Klar ist, dass ein demokratischer Wahlsieg für die Pharma-Branche negativ wäre. Es besteht das Risiko, dass die Unternehmensgewinne in diesem Sektor zusätzlich zu höheren Steuern unter Druck kommen. Dieser Druck wird noch stärker ausfallen, wenn auch die Medikamentenpreise politisiert werden. Es ist wohl kaum ein Zufall, dass in der Sektorperformance des Dow Jones Index die Gesundheitsbranche im Juni 2 Prozent verliert.

Sektoren Joe Biden

Die Performance des Dow Jones Industrials nach Sektoren.

Quelle: Bloomberg

Und auch der vergangene Präsidentschaftswahlkampf zwischen Hillary Clinton und Donald Trump 2016 verheisst für die zweite Hälfte 2020 nichts Gutes für die Pharmawerte. Nachdem beide Kandidaten im Juli 2016 offiziell bestimmt waren, lag damals Hillary Clinton klar in Führung. Die Investoren positionierten sich dementsprechend. Der oben genannte ETF verlor zwischen Juli und November 2016, wie in der untenstehenden Grafik ersichtlich, 9 Prozent seines Werts. Nach dem überraschenden Wahlsieg von Trump setzte der ETF zu einem Rallye (+29 Prozent) an, das bis Anfang 2018 dauerte.

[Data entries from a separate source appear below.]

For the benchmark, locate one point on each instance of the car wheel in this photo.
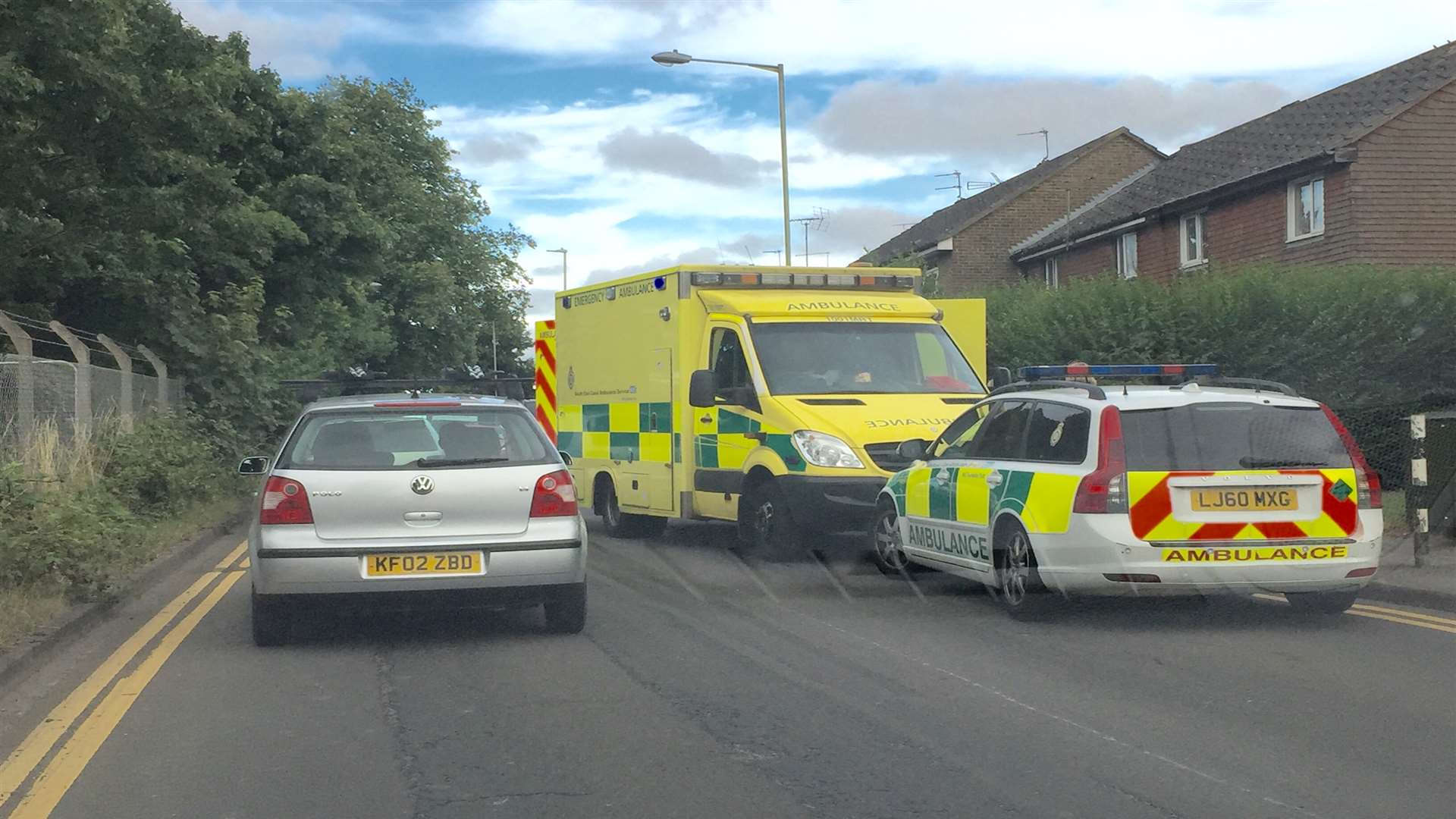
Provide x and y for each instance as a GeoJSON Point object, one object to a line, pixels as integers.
{"type": "Point", "coordinates": [1017, 583]}
{"type": "Point", "coordinates": [1321, 602]}
{"type": "Point", "coordinates": [884, 542]}
{"type": "Point", "coordinates": [766, 522]}
{"type": "Point", "coordinates": [566, 613]}
{"type": "Point", "coordinates": [271, 623]}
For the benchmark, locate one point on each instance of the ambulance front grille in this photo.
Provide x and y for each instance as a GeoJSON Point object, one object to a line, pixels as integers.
{"type": "Point", "coordinates": [887, 457]}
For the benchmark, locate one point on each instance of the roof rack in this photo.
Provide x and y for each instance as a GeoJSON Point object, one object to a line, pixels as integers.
{"type": "Point", "coordinates": [1251, 384]}
{"type": "Point", "coordinates": [1094, 392]}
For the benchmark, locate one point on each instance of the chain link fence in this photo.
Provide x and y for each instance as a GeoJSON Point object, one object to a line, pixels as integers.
{"type": "Point", "coordinates": [52, 378]}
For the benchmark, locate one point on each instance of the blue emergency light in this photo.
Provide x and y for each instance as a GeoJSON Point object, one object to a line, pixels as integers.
{"type": "Point", "coordinates": [1119, 371]}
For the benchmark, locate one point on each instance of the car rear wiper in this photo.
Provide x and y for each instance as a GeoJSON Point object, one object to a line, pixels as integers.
{"type": "Point", "coordinates": [1276, 464]}
{"type": "Point", "coordinates": [428, 463]}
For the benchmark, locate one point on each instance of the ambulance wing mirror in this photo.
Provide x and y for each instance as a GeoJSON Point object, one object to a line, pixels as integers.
{"type": "Point", "coordinates": [702, 390]}
{"type": "Point", "coordinates": [912, 449]}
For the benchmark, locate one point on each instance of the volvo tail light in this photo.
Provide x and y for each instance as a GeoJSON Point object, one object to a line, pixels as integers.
{"type": "Point", "coordinates": [1104, 490]}
{"type": "Point", "coordinates": [1367, 484]}
{"type": "Point", "coordinates": [555, 496]}
{"type": "Point", "coordinates": [284, 502]}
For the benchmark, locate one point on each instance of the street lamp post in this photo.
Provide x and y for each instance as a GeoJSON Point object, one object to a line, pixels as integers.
{"type": "Point", "coordinates": [679, 58]}
{"type": "Point", "coordinates": [563, 251]}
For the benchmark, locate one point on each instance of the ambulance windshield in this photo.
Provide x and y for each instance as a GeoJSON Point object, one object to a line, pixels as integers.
{"type": "Point", "coordinates": [861, 357]}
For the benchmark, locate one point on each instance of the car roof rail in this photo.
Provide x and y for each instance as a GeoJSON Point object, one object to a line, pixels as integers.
{"type": "Point", "coordinates": [1094, 392]}
{"type": "Point", "coordinates": [1251, 384]}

Und auch bei den Einzeltiteln setzt sich in der Gesundheitsbranche eine Bewegung ein. Beim Pharma-Schwergewicht Pfizer ist die Richtung offensichtlich. Nach einem Rally vom März-Tief bis Ende April und einer seitwärts Entwicklung im Mai geht es nun im Juni mit 11 Prozent herunter. Und auch die Aktien des Krankenversicherers UnitedHealth verlieren im Juni 3 Prozent. Zufall oder Biden-Effekt?

Biden als Blackbox für Big Tech

Doch auch für langährigen Erfolgssektor an der Börse könnte es ungemütlich werden: Big Tech. Biden ist bezüglich seiner Politik gegenüber dem US-Technologiesektor zwar noch eine Blackbox. In Interviews äusserte er jedoch seine Besorgnis darüber, dass in einer Reihe von Branchen das Kartellrecht nicht genügend durchgesetzt wurde. Und die Position und die Forderung des linken Flügels der Demokraten ist ohnehin klar: Big Tech verkleinern.

Eine stärkere Regulierung dieses Sektors hätte einen signifikanten Einfluss auf die Bewertung vieler Unternehmen im IT-Sektor. Zudem könnten Akquisitionen erschwert werden, was bis anhin für viele Firmen im Technologiesektor ein Schlüssel zum Wachstum war.